Evet üç günlük araba turumuz bugün başlıyor. Korsika yüz ölçümü olarak Akdeniz'in üçüncü büyük adası ve tarih öncesi çağlardan beri yerleşim alanı, görülecek çok şey var!

İlk hedef Ajaccio'nun kuzeyindeki Piana bölgesi. Burası coğrafi oluşumları ve yürüyüş yolları ile meşhur. Hem denizden hem karadan görülmesi tavsiye ediliyor. Biz bu sefer kara tarafını halledeceğiz ilk önce:) Sarp kayalıklar ve dik yamaçlarla dolu etraf. Kayaların renk ve şekilleri hakikaten etkileyici.
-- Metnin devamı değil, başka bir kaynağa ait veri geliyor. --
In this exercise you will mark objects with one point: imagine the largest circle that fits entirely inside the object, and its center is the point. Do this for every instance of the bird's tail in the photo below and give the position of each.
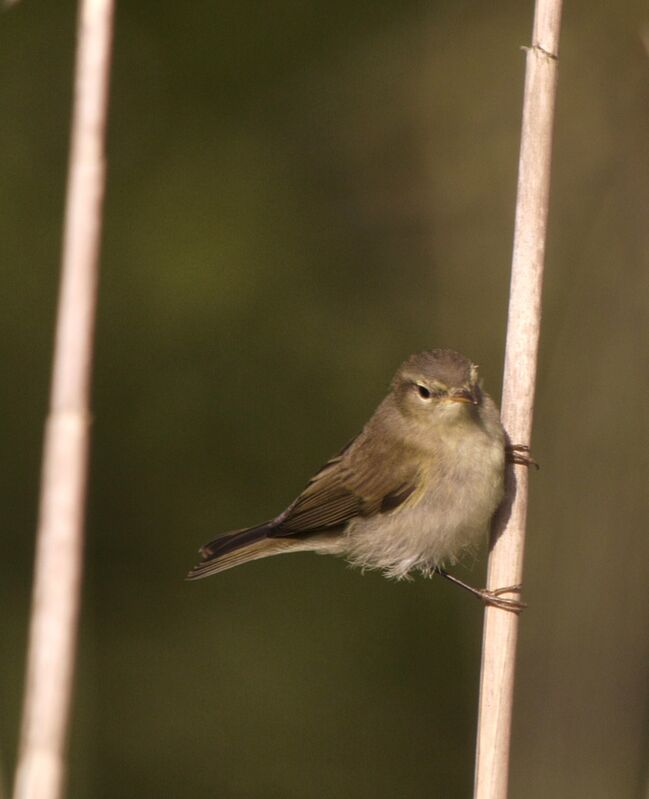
(238, 547)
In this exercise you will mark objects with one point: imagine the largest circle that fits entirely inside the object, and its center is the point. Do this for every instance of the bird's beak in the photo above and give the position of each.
(467, 395)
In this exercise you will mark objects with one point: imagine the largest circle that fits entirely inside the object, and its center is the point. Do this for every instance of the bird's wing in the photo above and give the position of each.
(348, 486)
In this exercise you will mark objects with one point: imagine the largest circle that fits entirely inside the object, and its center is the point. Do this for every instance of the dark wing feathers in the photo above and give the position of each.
(344, 488)
(348, 486)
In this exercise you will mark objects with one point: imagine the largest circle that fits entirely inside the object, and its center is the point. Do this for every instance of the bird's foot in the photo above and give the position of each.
(489, 596)
(494, 597)
(520, 453)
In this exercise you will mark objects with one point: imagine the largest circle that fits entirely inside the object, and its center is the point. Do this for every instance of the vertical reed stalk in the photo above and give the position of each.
(523, 328)
(57, 580)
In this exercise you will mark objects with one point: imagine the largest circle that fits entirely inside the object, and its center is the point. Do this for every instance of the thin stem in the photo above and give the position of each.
(57, 581)
(523, 328)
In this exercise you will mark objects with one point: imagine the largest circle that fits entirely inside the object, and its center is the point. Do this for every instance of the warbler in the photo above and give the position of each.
(412, 492)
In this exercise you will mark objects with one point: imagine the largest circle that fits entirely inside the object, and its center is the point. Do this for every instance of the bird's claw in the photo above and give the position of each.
(494, 597)
(519, 453)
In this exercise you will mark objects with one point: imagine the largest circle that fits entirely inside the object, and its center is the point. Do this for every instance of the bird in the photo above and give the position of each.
(413, 492)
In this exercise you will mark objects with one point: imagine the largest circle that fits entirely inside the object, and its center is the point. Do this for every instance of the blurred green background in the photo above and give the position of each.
(299, 196)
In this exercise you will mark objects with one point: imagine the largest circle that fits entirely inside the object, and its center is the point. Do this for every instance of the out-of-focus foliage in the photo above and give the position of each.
(300, 195)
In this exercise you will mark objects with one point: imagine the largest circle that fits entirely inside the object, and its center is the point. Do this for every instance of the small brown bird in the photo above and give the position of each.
(412, 492)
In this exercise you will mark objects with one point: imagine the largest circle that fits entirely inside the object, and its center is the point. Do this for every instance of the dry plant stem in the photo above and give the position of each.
(57, 580)
(523, 327)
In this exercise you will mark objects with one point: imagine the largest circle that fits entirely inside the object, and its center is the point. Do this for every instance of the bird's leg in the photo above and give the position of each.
(520, 453)
(492, 597)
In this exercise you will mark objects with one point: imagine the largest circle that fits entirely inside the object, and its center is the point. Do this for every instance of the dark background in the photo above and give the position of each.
(299, 196)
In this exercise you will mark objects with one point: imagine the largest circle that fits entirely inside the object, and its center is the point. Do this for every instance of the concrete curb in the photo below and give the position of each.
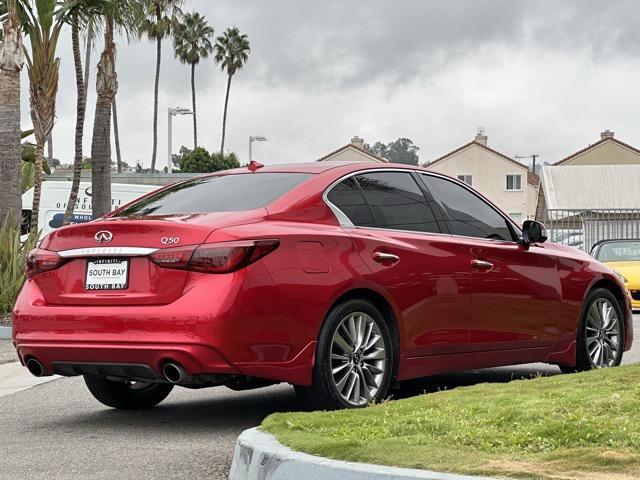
(259, 456)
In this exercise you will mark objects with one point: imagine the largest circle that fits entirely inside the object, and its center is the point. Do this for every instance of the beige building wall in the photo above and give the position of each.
(532, 201)
(489, 172)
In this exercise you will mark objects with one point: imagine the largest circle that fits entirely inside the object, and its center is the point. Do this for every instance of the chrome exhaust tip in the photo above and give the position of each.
(35, 367)
(174, 373)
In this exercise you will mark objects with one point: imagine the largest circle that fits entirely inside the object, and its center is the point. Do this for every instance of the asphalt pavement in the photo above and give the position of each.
(57, 430)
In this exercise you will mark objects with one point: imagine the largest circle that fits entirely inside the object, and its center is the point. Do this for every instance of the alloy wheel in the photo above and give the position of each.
(358, 358)
(602, 333)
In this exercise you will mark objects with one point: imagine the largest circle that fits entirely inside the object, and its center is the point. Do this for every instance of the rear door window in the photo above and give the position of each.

Bu bölgenin en meşhur yürüyüş rotasını yapıyoruz. Orman içinden başlayan bu rota daha sonra kayalıkların arasından muazzam bir deniz manzarasına götürüyor sizi. Hava güneşli, zorlayıcı bir parkur değil, ama yağış olsa taşlardan dolayı etraf biraz kaygan olabilir. Yürüyüş sonrası kuzeye doğru kıvrıla kıvrıla tırmanmaya devam ediyoruz. Yolda Evisa kasabasında ufak bir kahve molası veriyoruz. Adanın kuzey tarafındaki dağ kasabaları meşhur, çoğu turistik yerler ama orjinalliklerini de korumuşlar.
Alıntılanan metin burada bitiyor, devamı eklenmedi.